More generally large funding rounds, while not in and of themselves a bad thing (though at times a very real argument can be made for the downsides) can often allow a company to get into bad habits early on. A company may hire too quickly, take on too large of a lease (space isn’t the problem – what can end up taking too much time and attention is finding, negotiating for and filling up a space with furniture, computers etc – and the people that then go with them). Some of this “waste” is what investors intend when they fund a company – to give the founders financial room to make a few mistakes without putting the whole business at risk, to give them resources to toss money at some problems instead of time.

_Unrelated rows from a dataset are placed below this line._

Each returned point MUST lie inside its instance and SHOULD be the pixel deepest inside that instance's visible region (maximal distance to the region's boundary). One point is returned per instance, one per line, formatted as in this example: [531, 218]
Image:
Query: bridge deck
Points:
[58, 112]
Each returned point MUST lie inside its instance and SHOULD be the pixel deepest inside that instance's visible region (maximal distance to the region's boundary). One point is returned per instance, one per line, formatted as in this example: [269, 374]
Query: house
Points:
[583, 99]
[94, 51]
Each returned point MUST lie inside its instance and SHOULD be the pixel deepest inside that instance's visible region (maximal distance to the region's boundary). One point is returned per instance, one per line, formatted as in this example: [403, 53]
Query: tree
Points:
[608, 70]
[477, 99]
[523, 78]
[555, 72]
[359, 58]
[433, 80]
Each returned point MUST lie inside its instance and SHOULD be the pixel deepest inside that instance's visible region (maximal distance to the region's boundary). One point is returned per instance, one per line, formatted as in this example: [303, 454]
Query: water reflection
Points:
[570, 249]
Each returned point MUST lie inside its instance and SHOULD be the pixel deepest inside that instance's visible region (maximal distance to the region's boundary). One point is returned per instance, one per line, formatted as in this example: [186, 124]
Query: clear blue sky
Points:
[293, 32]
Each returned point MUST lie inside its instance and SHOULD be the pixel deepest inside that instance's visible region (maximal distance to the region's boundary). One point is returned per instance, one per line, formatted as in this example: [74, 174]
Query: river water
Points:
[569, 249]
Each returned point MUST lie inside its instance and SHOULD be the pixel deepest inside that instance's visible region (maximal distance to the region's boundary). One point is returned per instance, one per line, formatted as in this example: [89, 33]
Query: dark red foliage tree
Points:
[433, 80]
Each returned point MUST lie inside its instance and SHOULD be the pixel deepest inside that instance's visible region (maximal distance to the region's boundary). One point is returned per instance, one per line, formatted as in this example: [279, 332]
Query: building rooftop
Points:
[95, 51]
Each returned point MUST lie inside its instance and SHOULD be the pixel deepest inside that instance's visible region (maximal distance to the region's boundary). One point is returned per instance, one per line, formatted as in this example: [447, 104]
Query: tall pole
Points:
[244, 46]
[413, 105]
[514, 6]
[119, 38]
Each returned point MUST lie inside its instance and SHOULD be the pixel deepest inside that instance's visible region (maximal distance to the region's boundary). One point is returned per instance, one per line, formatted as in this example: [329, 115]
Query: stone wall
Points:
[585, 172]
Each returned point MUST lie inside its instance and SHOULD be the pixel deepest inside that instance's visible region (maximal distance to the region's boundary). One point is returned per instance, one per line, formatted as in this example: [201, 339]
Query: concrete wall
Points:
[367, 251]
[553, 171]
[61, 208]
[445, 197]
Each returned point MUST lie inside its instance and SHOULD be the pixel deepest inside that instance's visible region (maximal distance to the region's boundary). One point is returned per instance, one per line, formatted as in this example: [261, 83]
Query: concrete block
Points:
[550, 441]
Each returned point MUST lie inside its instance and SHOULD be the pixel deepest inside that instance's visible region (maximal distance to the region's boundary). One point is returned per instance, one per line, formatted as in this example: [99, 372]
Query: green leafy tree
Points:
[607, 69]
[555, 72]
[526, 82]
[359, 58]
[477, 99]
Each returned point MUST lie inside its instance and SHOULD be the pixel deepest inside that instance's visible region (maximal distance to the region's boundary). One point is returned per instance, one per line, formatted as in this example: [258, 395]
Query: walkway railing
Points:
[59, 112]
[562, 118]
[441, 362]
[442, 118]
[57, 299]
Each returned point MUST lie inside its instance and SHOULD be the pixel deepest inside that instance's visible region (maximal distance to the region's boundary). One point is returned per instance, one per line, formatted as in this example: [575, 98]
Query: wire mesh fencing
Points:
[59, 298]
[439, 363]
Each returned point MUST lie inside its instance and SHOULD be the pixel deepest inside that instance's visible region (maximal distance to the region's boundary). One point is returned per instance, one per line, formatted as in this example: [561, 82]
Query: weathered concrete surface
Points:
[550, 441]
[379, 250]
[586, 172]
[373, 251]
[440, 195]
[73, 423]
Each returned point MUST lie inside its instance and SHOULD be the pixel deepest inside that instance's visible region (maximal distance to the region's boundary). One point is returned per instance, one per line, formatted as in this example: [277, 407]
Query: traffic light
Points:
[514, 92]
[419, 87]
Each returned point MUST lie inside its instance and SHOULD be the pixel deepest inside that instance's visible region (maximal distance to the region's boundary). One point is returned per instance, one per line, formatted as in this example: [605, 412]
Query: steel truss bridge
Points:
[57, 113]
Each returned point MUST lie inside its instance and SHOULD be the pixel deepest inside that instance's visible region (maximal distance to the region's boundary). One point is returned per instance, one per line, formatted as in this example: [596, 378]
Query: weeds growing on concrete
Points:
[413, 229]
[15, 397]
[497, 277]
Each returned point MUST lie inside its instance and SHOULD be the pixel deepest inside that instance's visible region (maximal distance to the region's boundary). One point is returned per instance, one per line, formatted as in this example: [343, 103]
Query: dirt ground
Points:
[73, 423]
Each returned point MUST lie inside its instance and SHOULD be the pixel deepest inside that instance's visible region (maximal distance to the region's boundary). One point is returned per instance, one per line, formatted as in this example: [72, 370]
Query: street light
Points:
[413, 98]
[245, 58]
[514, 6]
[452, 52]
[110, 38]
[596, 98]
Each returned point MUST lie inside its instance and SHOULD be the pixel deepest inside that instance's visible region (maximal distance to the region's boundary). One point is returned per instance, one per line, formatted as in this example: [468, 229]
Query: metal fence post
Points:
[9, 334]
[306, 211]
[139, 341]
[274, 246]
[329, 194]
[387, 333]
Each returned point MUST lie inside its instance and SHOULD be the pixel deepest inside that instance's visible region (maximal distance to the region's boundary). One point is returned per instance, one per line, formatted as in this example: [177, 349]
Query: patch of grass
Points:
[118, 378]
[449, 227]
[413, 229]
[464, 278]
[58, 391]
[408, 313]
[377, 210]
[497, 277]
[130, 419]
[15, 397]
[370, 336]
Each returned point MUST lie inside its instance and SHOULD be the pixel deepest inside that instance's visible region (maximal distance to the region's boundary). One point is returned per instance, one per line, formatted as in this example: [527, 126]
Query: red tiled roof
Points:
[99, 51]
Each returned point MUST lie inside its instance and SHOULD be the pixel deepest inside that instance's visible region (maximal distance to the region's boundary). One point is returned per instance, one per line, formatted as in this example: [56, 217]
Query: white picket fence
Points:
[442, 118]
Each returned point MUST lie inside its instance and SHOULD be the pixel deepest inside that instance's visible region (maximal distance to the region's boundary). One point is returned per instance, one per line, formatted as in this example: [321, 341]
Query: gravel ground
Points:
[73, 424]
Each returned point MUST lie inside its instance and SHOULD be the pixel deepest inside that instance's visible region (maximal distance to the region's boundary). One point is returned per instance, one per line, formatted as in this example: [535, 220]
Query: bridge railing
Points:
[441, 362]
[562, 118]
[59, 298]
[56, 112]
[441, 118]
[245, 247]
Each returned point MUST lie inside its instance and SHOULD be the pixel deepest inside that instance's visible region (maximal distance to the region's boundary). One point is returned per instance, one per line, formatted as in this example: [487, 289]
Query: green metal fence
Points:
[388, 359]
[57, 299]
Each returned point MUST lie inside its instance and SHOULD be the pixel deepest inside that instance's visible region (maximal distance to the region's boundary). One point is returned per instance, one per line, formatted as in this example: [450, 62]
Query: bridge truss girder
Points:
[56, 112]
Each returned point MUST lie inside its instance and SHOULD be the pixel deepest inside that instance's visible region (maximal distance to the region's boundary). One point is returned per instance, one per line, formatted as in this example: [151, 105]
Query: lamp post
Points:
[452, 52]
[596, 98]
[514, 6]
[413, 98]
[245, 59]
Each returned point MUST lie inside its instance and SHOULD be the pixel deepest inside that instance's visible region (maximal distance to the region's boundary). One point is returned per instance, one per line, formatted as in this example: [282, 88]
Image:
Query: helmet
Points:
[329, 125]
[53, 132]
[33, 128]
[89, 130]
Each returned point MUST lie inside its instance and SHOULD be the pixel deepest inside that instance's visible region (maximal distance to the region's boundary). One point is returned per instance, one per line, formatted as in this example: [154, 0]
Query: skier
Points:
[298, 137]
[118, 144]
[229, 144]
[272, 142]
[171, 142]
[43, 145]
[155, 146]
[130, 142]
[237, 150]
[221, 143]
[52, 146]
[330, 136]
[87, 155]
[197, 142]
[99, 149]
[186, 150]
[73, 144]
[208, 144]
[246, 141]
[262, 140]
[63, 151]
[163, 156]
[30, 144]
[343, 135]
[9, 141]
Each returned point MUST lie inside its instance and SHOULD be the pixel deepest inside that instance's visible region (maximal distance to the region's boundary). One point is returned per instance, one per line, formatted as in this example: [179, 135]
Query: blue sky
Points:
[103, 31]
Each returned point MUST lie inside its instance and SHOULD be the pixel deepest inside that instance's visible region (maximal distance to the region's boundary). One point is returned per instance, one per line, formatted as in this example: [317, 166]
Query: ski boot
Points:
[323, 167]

But too much of this leads to dangerous problems and it also leads to the very common situation of a core management team that when they close their first round find themselves almost immediately working on closing the next round and the next beyond that. As a friend and advisor to many entrepreneurs I have observed this situation first hand – friends who disappear from all social and professional engagements for months of pitching dozens (sometimes 100’s) of investors, of constant updates to their pitch deck and of work focused on developing the demonstration of their product (over at times actually building the product and the business around their products). Once they have raised money they often then find themselves deeply focused on numbers that can appear “sexy” to the tech press and/or to their investors (and future investors) often again over building out the business aspects of their startup.
By “business aspects” I mean actual revenues – whether from individuals or from other businesses.
Yes, there are a handful of seemingly successful counterexamples (Twitter may be the current favorite, though they have started to turn on revenue producing services finally) but there are far, far too many counter examples.
In my new business we are focused quite specifically on revenue production from the very early stages and while we plan on raising money our best and likely most reliable source of “funding” will be sales and repeat business from happy customers. If we get very good at selling to other businesses not just initially but on an ongoing and growing basis then we can be very strategic when it comes to raising money. We will probably still need to raise money but a solid business base will give us leverage and flexibility as we raise money and should also help my co-founder and me avoid the trap of focusing on our pitch to investors over our sales processes and products.